Post by Jman2k3 on Jun 22, 2018 7:11:01 GMT
Joe Hoffman: Alright folks, welcome back to ringside. We still have our World Championship match and the final of the Lee Best Invitational to bring you...
Benny Newell: Yeah, we’re gonna see Townsend squash Mike and become five time, and then we get an all Best Alliance main event! What could be better?!?!!
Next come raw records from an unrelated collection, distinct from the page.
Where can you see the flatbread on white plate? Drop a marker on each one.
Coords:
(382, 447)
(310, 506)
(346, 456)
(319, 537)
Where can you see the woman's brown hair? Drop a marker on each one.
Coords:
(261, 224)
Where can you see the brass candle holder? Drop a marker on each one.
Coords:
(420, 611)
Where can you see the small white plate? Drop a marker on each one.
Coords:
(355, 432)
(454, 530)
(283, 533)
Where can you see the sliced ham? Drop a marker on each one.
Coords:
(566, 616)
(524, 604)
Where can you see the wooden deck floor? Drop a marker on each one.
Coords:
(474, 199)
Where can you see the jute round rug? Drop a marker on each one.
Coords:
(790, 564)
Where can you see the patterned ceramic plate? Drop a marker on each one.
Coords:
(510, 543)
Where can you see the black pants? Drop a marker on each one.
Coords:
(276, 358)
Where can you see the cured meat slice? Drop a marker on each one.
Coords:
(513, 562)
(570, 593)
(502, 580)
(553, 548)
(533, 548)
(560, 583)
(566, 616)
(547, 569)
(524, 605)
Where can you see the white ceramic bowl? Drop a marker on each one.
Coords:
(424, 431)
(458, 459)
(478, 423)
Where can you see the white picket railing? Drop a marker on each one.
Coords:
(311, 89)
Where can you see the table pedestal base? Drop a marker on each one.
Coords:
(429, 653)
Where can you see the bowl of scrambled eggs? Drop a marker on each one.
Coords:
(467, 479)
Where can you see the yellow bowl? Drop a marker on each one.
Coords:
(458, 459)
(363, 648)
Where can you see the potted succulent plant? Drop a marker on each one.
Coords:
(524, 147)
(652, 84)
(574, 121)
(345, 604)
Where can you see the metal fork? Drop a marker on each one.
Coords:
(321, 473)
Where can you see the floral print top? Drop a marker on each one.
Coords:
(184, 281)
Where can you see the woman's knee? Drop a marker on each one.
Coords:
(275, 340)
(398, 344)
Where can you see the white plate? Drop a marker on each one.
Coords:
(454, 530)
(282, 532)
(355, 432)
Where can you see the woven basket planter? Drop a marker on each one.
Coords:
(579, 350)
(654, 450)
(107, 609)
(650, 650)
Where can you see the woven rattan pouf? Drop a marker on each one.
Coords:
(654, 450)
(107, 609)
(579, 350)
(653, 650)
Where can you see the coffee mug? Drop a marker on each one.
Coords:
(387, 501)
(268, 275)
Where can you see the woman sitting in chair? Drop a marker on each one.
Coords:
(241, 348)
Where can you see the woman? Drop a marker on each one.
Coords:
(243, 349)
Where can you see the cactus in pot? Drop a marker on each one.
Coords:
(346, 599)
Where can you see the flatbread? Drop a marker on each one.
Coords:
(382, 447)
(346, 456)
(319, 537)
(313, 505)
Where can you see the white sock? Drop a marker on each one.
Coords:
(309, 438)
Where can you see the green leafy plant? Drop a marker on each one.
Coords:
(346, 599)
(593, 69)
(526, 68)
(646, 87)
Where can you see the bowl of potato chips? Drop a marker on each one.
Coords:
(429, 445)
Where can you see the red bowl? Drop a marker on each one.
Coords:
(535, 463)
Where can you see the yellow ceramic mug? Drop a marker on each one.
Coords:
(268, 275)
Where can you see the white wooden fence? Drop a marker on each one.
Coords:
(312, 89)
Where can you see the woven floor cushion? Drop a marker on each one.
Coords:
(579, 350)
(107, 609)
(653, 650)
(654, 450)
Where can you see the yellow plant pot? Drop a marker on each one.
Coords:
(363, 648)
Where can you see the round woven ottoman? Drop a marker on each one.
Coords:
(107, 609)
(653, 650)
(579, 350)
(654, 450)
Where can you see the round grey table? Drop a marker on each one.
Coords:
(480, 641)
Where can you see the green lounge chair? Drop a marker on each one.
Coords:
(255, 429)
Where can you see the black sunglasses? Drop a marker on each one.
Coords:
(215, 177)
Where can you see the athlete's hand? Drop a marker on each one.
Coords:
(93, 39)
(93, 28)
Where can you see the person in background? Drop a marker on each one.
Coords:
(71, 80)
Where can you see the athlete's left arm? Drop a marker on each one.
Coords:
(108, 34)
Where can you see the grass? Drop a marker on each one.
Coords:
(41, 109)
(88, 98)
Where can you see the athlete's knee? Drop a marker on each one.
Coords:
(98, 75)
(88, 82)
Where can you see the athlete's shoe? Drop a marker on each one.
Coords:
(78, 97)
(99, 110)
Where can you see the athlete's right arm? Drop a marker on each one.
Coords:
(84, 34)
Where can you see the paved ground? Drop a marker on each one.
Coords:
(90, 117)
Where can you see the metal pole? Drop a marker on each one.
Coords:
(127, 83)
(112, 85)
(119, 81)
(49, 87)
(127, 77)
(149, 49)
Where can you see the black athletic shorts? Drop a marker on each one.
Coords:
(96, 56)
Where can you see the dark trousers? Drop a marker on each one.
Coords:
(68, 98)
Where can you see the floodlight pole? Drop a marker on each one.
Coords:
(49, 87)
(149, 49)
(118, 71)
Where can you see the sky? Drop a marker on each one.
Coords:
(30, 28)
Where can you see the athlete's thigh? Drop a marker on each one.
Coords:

Joe Hoffman: …but before we get to those contests, we have the second of two tag team matches to bring to you tonight. Earlier, you saw Juvian Ramorez and Christopher Diamond take on the Best Alliance pairing of Scottywood and Matt Fury Jr., and now we’re about to bring you The Unstable, represented by Jace Parker Davidson and Scott Stevens as they take on Tara Michaels and Kirsta Lewis!
Benny Newell: Well, I guess a wardrobe malfunction could be better...
Joe Hoffman: Hasn’t happened yet and is unlikely to happen, Benny. Folks, as we know, relations between most of the members of the Unstable are shaky at best, and they often fail to demonstrate any sort of teamwork when they are in the ring together - tonight, they take on a pair of ladies who are firmly and solidly together, as Lewis and Michaels pair up for the first time since they announced their alliance last week. Both of these ladies are due to take on Jace Parker Davidson in handicap action at March To Glory, so with the odds even tonight, will we get to see the same winner we will see in just a few short days?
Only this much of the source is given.